European Journal of Hospital Pharmacy ; 28(SUPPL 1):A7, 2021.
Article in English | EMBASE | ID: covidwho-1186297


Background and importance A greater benefit was suggested with early treatment with remdesivir against COVID-19. Aim and objectives To develop a systematic review and methodological interpretation of subgroup analyses according to timing of use of remdesivir in COVID-19. Material and methods A bibliographic review in MEDLINE was conducted up to 10 October 2020. The 'Clinical Queries/ Narrow' tool was used with the search strategy: ((Therapy/ Narrow[filter]) AND (remdesivir AND COVID)). Randomised clinical trials (RCTs) with subset analysis about early and late use of remdesivir (≤10 vs >10 days from symptom onset, or ≤9 vs >9 days) were selected. The rest of the studies were excluded. All endpoints with subgroup analysis regarding timing of remdesivir use were assessed. Two methodologies were applied. The first considered statistical interaction among subsets, prespecification, biological plausibility and consistency of the subgroup analyses of similar RCTs.1 The second methodology was a validated tool with preliminary questions to discard subset analysis without minimal relevance, and a checklist.2 This checklist assigned a score related to a recommendation for applicability of subgroup analysis in clinical practice. Results 20 results were found after review;16 studies were excluded because they were not RCTs and 1 study had no efficacy evaluation of remdesivir. Therefore, three RCTs were selected. Endpoints considered were: time to clinical improvement, mortality, viral load, and clinical status at days 11 and 15. According to the first methodology, no statistical interaction was observed in the outcomes of the RCTs. Prespecification was established in time to clinical improvement, and clinical status at day 15 of an RCT. Biological plausibility was described in the subset analysis of each endpoint of the RCTs. No consistency of subgroup analyses were found.

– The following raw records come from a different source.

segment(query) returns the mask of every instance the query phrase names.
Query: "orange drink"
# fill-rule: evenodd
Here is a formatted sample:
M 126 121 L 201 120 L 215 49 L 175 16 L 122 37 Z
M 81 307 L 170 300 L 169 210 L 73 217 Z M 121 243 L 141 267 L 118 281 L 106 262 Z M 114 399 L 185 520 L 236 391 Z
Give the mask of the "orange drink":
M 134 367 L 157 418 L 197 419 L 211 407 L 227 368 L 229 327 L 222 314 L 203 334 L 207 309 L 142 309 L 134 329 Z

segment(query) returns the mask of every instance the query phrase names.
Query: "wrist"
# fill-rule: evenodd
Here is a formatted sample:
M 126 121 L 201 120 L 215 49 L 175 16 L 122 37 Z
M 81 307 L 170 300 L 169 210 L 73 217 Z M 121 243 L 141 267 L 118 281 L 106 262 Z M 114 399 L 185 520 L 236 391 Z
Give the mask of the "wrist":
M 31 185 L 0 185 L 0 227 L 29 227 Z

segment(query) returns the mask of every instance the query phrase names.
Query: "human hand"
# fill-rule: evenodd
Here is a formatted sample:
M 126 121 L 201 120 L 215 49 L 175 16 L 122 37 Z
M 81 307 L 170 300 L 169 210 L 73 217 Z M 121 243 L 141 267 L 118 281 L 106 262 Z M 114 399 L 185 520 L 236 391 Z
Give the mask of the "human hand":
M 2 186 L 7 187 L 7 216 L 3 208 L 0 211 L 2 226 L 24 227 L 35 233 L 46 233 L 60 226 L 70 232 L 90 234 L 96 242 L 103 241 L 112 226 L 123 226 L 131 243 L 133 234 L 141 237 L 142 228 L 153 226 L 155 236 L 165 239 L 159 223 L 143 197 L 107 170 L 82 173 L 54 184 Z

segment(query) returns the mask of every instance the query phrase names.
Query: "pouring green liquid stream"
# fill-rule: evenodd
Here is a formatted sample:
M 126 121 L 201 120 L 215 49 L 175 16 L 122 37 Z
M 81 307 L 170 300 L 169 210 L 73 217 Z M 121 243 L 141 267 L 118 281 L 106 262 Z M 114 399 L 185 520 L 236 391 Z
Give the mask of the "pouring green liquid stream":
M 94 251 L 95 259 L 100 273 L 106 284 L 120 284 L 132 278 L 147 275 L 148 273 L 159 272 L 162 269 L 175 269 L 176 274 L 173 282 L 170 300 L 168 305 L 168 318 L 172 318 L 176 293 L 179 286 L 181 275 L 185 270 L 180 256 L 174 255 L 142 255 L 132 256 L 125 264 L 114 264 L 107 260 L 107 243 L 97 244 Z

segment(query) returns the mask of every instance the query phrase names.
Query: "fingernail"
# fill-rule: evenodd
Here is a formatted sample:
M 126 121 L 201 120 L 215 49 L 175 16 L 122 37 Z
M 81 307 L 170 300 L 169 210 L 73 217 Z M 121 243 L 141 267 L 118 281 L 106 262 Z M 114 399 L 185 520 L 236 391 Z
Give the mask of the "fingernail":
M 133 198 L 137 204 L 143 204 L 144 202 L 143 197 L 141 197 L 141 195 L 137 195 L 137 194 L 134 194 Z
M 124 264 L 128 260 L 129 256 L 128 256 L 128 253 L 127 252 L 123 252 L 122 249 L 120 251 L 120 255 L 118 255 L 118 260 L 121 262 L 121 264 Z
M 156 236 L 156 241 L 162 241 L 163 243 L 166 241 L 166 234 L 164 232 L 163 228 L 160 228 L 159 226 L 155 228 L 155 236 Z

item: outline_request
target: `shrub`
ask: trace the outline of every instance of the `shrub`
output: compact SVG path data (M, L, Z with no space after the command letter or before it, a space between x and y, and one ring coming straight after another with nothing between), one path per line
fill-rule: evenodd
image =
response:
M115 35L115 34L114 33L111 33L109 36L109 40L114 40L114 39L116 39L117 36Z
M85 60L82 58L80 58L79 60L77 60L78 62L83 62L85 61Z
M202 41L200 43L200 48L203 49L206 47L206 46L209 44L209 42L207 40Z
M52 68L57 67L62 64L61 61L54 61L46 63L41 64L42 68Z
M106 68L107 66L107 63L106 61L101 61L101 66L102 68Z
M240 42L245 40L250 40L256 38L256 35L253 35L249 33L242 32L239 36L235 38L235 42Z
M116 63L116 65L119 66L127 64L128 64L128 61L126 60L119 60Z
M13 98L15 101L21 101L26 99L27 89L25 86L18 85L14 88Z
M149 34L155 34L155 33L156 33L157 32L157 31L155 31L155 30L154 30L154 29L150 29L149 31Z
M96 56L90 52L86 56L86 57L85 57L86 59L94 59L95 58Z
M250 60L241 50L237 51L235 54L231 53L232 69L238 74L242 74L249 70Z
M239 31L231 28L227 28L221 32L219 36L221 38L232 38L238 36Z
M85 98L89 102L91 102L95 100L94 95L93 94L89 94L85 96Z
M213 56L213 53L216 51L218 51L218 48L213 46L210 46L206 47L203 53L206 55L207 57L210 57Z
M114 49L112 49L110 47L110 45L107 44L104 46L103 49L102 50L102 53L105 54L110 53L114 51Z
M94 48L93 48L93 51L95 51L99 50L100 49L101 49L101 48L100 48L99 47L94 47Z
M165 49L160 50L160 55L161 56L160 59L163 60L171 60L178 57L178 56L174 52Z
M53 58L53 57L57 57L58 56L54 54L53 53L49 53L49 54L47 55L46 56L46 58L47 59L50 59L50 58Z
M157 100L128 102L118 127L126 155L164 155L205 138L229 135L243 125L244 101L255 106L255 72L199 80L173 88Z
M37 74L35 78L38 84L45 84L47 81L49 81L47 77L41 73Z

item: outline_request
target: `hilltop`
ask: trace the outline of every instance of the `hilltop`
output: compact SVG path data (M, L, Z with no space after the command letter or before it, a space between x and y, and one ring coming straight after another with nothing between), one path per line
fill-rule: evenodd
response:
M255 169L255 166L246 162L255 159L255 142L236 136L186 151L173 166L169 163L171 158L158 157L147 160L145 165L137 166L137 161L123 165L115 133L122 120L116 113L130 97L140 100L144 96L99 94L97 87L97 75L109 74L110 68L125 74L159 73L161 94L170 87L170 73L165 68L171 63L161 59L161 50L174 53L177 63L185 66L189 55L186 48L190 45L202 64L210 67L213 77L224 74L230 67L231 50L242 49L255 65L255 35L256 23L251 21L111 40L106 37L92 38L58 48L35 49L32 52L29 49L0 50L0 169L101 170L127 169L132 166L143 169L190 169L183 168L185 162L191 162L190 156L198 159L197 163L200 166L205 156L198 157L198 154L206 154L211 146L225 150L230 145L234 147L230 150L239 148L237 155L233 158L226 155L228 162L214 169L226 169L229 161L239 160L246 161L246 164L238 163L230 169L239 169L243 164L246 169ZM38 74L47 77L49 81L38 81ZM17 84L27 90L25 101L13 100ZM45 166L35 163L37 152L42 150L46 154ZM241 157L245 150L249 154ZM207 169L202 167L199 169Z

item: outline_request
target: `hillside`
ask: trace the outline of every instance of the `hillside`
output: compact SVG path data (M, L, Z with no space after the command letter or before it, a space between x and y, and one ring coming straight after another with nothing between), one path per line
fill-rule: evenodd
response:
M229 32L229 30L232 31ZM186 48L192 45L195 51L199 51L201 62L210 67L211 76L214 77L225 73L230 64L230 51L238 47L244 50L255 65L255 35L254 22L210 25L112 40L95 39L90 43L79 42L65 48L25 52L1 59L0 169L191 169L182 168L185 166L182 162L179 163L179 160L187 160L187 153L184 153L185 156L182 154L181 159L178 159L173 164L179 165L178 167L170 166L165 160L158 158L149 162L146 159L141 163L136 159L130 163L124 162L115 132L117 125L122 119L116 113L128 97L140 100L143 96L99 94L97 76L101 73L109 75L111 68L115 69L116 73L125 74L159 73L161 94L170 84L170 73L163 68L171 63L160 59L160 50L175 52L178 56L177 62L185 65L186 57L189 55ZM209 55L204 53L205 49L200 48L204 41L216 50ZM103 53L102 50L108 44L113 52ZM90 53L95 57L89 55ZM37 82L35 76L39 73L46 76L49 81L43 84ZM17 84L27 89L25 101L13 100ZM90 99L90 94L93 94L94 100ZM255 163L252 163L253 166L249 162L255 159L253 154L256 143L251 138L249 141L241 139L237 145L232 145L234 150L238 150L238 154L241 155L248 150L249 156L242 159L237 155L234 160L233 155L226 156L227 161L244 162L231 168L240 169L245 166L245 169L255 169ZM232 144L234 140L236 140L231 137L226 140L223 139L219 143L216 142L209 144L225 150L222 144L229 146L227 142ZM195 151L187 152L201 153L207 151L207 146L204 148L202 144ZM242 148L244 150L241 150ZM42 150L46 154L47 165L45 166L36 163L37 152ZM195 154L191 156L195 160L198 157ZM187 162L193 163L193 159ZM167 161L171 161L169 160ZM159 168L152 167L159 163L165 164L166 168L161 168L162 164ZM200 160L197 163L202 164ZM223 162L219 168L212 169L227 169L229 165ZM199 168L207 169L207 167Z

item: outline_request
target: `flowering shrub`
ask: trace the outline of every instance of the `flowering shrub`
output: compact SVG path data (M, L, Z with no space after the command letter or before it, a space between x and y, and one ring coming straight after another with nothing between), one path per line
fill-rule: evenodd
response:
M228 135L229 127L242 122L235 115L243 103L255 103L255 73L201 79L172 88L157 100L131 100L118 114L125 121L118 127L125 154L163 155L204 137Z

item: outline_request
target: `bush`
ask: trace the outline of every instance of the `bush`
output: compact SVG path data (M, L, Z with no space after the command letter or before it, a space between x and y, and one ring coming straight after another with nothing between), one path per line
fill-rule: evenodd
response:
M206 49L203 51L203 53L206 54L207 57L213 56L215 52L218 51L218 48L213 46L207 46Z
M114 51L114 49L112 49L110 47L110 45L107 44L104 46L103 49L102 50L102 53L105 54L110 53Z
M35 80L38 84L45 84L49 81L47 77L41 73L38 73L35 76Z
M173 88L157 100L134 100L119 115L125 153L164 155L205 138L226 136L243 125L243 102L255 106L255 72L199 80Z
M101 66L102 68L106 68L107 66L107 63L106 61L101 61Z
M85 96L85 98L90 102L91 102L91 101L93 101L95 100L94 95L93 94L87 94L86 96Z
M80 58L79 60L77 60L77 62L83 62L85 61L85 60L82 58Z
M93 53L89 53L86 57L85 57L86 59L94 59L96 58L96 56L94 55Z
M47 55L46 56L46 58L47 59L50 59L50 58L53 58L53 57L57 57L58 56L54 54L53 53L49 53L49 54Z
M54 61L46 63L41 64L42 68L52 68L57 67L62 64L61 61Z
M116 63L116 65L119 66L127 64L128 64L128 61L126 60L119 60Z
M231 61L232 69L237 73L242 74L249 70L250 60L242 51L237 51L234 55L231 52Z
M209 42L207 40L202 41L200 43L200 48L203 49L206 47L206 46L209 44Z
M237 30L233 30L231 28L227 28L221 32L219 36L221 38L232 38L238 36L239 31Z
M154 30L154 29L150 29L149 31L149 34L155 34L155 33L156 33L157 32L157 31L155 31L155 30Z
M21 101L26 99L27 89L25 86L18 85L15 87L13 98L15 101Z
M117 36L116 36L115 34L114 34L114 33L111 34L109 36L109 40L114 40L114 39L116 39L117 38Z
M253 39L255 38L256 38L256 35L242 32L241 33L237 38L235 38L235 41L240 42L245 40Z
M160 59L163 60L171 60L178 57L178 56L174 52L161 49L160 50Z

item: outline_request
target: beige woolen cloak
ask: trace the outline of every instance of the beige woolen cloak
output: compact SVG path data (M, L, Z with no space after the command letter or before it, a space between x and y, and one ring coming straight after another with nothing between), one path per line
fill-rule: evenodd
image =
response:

The second methodology discarded the applicability of the subset analysis through preliminary questions in two RCTs because of the absence of minimal relevance. For the third RCT, 'null' recommendation (score -3 points) of clinical applicability was reached for clinical status at day 11. Conclusion and relevance No differences were found between early and late use of remdesivir in COVID-19. We developed the first study with a systematic review and methodology about subgroup analysis of timing of use of remdesivir.